The Dietary Approaches to Stop Hypertension (DASH) diet was designed to help reduce blood pressure, but research has shown it to be effective in preventing a series of other chronic illnesses including cardiovascular disease. The findings, published online in the American Journal of Kidney Diseases, suggest that kidney disease now can be added to that list.

"In addition to offering other health benefits, consuming a DASH-style diet could help reduce the risk of developing kidney disease," says study leader Casey M. Rebholz, PhD, MPH, MS, an assistant professor in the department of epidemiology at the Bloomberg School. "The great thing about this finding is that we aren't talking about a fad diet. This is something that many physicians already recommend to help prevent chronic disease."

Researchers estimate kidney disease affects 10% of the US population—more than 20 million people. However, less than one in five who have it are aware that they do.

For their study, the researchers examined records from the Atherosclerosis Risk in Communities (ARIC) Study, which in 1987 began following a group of 15,792 middle-aged adults from communities in Maryland, North Carolina, Minnesota, and Mississippi for more than 20 years. At two early visits, participants filled out a 66-item food frequency questionnaire, which asked how often, on average, the participants consumed each food item in what portion size over the previous year.

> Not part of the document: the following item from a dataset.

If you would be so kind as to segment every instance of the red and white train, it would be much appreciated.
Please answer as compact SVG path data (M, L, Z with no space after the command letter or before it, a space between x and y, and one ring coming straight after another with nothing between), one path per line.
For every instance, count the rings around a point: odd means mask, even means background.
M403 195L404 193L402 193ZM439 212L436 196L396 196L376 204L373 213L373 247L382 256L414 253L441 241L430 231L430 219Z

The participants weren't instructed what to eat, but rather their adherence to a DASH-style diet was later categorized into a score based on low intake of red and processed meat, sweetened beverages, and sodium, and high intake of fruits, vegetables, whole grains, nuts and legumes, and low-fat dairy. The researchers then placed participants into categories based on their consumption of these food items. The DASH diet wasn't described and studied until the 1990s, while participants were enrolled in the ARIC study in the 1980s.

Meanwhile, over time, researchers determined whether a participant developed kidney disease by determining kidney function via blood tests of glomerular filtration rate, learning about a kidney disease-related hospitalization or death, or finding out about end-stage kidney disease resulting in dialysis or transplant.

The researchers found that participants with the lowest DASH diet scores (those who ate few foods such as fruits, vegetables, and nuts, and consumed more red meat and sodium) were 16% more likely to develop kidney disease than those with the highest DASH scores (those who ate more of the healthful foods and less of the unhealthful items).

Those who had the highest intake of red and processed meats were at a 22% higher risk of developing chronic kidney disease than those with the lowest intake of those foods. Those with the highest intake of nuts and legumes were at a 9% lower risk of developing kidney disease than those with the lowest intake.

Rebholz says the reason that DASH-style diets appear to stave off kidney disease may be that it's known to reduce blood pressure; hypertension has been linked to kidney disease. She says that another possibility could be related to the "dietary acid load" in the foods people eat, or the overall acidity of the foods in a diet. High-acid foods include meats and cheeses; low-acid foods include fruits and vegetables. Several independent researchers have shown that high dietary acid may be linked to kidney disease.

The researchers also found that normal weight participants who followed a DASH diet were less likely to develop kidney disease than overweight or obese participants. "What this tells us is that we need to pay attention to diet before diseases develop. That is the right time to intervene," Rebholz says. "After disease develops, we may not be able to prevent the development of other chronic diseases. It may be too late."